Storyboards for Animation

I’ve done a few animations in the past, just for leisure. However, they were always odd because I would get lazy and want to tap out half-way through. I have one animation, from about eight or nine years ago, where the animation was literally just a strand of hair moving; the whole head of hair didn’t even have movement. Sure, I was about 11, but that laziness pertaining to having to alter the same image ever so slightly in order to accomplish a visual representation of movement still plagues me (even with the amazing modern day invention of copy and paste). 

Even so, I was somewhat excited when I realized the last assignment for my Digital Design class was going to be a storyboard and animation. One of my fatal flaws is thinking that even though I’ve barely practiced it and constantly struggle with it, frame animation will be easy. I had my heart set on doing frame animation for most of the animated portion of the assignment, because I enjoy it visually much more than timeline animation. However, as I am a perfectionist and spent three hours just trying to animate hair for said project, I came to the realization that for an assignment that I only had about three weeks to do, timeline animation in Photoshop might be in my favor. 

I felt a little dejected, because I really wanted to see my art in frame animation, and I know that even though the animation I come up with will be good enough, I’ve set these impossibly high standards for myself even though I’ve never tried and kept with animating seriously before. While this animation is still a work in progress, and I am honestly having a lot of fun with it, I do want to talk about the part of the project that I am proud of: the storyboard!

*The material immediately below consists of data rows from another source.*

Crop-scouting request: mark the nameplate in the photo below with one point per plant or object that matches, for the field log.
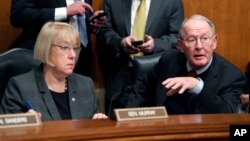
(19, 120)
(140, 113)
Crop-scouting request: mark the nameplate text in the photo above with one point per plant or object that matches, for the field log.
(140, 113)
(19, 120)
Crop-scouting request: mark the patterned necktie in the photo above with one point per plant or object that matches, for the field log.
(140, 21)
(82, 28)
(139, 25)
(192, 73)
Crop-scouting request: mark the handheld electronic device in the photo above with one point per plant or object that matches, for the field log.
(136, 43)
(98, 16)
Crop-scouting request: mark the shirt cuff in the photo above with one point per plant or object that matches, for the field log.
(60, 14)
(197, 89)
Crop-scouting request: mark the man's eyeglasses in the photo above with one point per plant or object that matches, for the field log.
(192, 41)
(67, 49)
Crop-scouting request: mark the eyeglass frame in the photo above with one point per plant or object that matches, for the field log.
(204, 40)
(67, 49)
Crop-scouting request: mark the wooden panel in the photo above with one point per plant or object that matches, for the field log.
(175, 127)
(231, 19)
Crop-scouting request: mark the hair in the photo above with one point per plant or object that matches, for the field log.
(50, 32)
(196, 17)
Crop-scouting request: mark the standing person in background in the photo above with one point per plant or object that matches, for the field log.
(157, 26)
(52, 88)
(193, 79)
(31, 15)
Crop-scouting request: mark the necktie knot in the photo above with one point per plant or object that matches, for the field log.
(192, 73)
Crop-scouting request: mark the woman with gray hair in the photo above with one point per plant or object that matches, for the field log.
(52, 88)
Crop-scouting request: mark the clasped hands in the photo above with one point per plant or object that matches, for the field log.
(79, 8)
(179, 84)
(146, 47)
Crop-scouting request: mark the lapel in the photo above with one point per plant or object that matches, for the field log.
(126, 13)
(212, 73)
(73, 98)
(175, 69)
(154, 6)
(46, 95)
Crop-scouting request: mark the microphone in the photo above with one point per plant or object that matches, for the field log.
(111, 103)
(126, 92)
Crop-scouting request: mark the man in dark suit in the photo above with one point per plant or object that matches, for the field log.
(164, 18)
(215, 87)
(31, 15)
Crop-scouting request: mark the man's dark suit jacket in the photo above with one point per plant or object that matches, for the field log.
(223, 84)
(31, 15)
(163, 23)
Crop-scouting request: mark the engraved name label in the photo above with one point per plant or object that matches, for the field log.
(140, 113)
(19, 120)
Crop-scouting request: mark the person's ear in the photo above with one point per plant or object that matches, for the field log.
(214, 41)
(180, 45)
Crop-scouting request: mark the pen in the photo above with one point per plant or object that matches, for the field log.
(29, 105)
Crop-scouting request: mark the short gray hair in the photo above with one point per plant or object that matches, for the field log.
(196, 17)
(50, 32)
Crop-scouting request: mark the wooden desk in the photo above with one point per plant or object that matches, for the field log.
(177, 127)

I have never created a storyboard before, but it was surprisingly fun and relatively easy!

I had already visualized in my mind what I wanted my animation to look like. I could see it playing in my head in an almost perfect sequence. Therefore, it felt relatively easy to translate it into a storyboard. Storyboards can look various ways. Some are more rough and sketchy, and others are more finished and put-together visually. My professor explained that it depends on the artist, as well as their relation to the client. If the client knows the artist well, the artist may be able to get away with a rougher storyboard. But for the class, my professor expressed that it would be best for our storyboards to be a little more polished so that they would look good in a portfolio should we choose to use them in one. Therefore, I kept a sketchy but readable style for my storyboard, and decided to color it so that it would be easier to understand. Below is the first storyboard I came up with, before I talked it over with my professor.

I realized that my storyboard made sense to me, because I knew what I wanted my animation to look like in my head, but other people might not fully realize what I intended to do. That is why in my updated storyboard; I added a scene with the character whooshing past various arrows, to really show that she is picking up speed. I also separated the zoom-in frame of said character from the starry-eyed one, so that it was apparent that she was going star-struck after the zoom-in. In the first storyboard, the other character was just intended to shift her weight until the credits came in, until my professor brought to my attention that it would bring in some sort of visual repetition if the other character had a zoom-in to her face as well. 

Overall, creating the storyboard was a fun and simple process. I’ve gotten much better at drawing fast due to deadlines, and I also have a better understanding of human anatomy (if these were animal characters, this storyboard would not have been done as quickly). I’m really proud of my growth as an artist, and now that I know how much I like storyboarding, I think it would be something I genuinely consider, going forward in my artistic career.